This lesson will provide you with informative information regarding Computed Tomography (CT). This definition and history are discussed as well as the many uses of a CT machine.
Definition of Computed Tomography
Have you ever seen a Computed Tomography (CT) scan performed? You’ve probably seen it in a movie somewhere where a character received a ‘brain scan.
‘ You might’ve even been the person receiving this type of medical exam! If this doesn’t sound familiar, though, don’t worry! Readers of this article will better understand what exactly Computed Tomography imaging is and what it is used for whether you have experienced this imaging procedure first hand or not.Computed Tomography is a medical imaging examination that is performed with a special machine. This machine delivers radiation, in the form of x-rays, through the body to create images. Computed Tomography differs from a regular x-ray exam in that it creates cross-sectional images of the body and displays them in the form of slices.
To better understand this concept, imagine that you have a sliced loaf of bread in front of you.

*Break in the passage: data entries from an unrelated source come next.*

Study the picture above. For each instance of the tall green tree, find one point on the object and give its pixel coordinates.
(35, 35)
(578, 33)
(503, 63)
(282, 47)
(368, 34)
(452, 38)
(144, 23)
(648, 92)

You can pull out one slice of bread and view it from all different angles. Computed Tomography incorporates this same concept within the images it creates. The CT allows radiologist and physicians to view slices or parts of the body from all different angles.
Newer Computed Tomography machines use a spiral technique that actually creates a 3-dimensional image in addition to the older sliced images.
History of Computed Tomography
Computed Tomography was introduced in England during the early 1970’s by Godfrey Hounsfield. This was the first radiology machine to provide anatomical data with such great detail. Until the CT machine was invented, there were many diseases and disorders that had gone undiagnosed. This invention not only provided doctors with better detail of medical injuries and conditions, but it also paved the way for future technology advances in radiology.
Uses of Computed Tomography
Computed Tomography has many uses. A CT machine can be used to diagnose fractures as well as disease. Computed Tomography can also be used to locate specific complications such as tumors or blood clots. Infections and internal injuries can be diagnosed with the use of a CT machine as well.
Since Computed Tomography works by moving a table through a big, circular shaped hole, the patient is able to lie instead of standing.
Doing so creates less chance of blurry images, which are usually caused by movement of the patient when standing. The radiation equipment housed within the round tube spins in a circle while the table moves the patient through the hole like opening, and this creates the sliced images.
To summarize, Computed Tomography (CT) is a medical imaging procedure that produces cross-sectional images of the anatomy with the use of radiation. This machine was invented in the early 1970’s by Godfrey Hounsfield and is still in use today.
The injured or sick person lies on a moving table that goes through a large tube housed with radiation equipment and sends radiation through the injured or diseased body part. This information is then collected and transferred to the computer in the form of radiological images.The many technological advances of this machine have made the diagnosis of injuries and disease much easier and have provided radiologist and physicians with great detail about the patient’s condition.Medical Disclaimer: The information on this site is for your information only and is not a substitute for professional medical advice.